Ponente
Descripción
High center-of-mass electromagnetic (EM) interactions could produce decaying heavy leptons and hadrons, leading to neutrino generation. These processes might occur in the most extreme astrophysical and cosmological scenarios, potentially altering the expected gamma-ray and neutrino fluxes in both the hadronic and the leptonic pictures. For instance, neutrinos could arise from high-redshift EM cascades, triggered by gamma rays beyond $10^{18} \; \text{eV}$ scattering background photons, from low-radio to ultraviolet energy bands. Such energetic gamma rays are predicted in cosmogenic models and in scenarios involving non-standard physics. On astrophysical scales, leptonic production of neutrinos could take place in active galactic nuclei cores, where several-TeV gamma rays interact with the X-ray photons from the hot corona.
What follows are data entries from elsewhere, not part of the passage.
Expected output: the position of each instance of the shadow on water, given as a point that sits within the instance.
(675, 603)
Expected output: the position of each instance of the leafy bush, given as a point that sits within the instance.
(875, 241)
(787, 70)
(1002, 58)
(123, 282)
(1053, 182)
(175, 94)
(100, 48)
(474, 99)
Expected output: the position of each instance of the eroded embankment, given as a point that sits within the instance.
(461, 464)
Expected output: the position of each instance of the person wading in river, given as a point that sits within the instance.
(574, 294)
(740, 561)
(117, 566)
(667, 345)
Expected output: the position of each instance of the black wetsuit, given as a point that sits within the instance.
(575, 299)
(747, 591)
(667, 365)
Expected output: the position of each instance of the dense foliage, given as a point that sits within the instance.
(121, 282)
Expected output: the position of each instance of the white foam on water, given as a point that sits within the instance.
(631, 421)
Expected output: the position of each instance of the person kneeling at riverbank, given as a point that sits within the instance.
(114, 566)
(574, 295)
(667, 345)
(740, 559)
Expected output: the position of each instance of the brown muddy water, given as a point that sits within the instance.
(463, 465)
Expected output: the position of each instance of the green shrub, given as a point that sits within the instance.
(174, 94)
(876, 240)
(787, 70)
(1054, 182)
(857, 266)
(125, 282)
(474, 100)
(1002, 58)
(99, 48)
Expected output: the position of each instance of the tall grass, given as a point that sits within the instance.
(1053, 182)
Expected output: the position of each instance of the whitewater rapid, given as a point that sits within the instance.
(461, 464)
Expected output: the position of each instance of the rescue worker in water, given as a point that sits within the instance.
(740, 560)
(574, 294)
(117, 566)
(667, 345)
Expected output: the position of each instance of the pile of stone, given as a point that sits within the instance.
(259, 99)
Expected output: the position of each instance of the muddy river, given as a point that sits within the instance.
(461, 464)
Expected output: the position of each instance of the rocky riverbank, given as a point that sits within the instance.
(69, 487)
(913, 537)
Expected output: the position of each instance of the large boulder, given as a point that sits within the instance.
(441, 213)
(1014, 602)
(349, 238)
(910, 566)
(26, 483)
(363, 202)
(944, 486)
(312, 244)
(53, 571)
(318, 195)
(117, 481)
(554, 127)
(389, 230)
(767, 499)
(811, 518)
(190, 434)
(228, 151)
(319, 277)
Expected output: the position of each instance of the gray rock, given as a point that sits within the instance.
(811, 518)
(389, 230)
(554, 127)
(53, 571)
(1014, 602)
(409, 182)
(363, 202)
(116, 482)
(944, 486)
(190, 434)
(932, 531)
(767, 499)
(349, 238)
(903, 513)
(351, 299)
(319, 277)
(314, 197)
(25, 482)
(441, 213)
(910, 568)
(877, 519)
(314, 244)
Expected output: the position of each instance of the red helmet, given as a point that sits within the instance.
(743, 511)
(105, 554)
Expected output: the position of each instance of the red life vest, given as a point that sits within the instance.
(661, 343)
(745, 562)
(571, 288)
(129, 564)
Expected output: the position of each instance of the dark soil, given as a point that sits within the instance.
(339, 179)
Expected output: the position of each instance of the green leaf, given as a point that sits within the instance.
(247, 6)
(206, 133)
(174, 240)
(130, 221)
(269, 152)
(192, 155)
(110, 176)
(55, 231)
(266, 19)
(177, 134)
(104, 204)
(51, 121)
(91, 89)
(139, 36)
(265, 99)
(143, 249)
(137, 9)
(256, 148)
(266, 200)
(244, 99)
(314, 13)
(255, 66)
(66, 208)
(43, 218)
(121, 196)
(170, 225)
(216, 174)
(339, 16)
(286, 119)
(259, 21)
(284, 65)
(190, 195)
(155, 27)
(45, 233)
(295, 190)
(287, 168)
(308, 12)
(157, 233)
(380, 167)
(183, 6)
We explore these scenarios within the CRPropa Monte Carlo code framework, developing dedicated tools to account for leptonic production and decay of heavy leptons and hadrons. In particular, decays are performed in synergy with the PYTHIA event generator. With these novel tools, we characterise the spectrum and flavour composition of neutrinos emerging from cosmological EM cascades and from leptonic processes in inner core of active galactic nuclei. Finally, we investigate the leptonic production of neutrinos in the context of the IceCube detection of NGC 1068.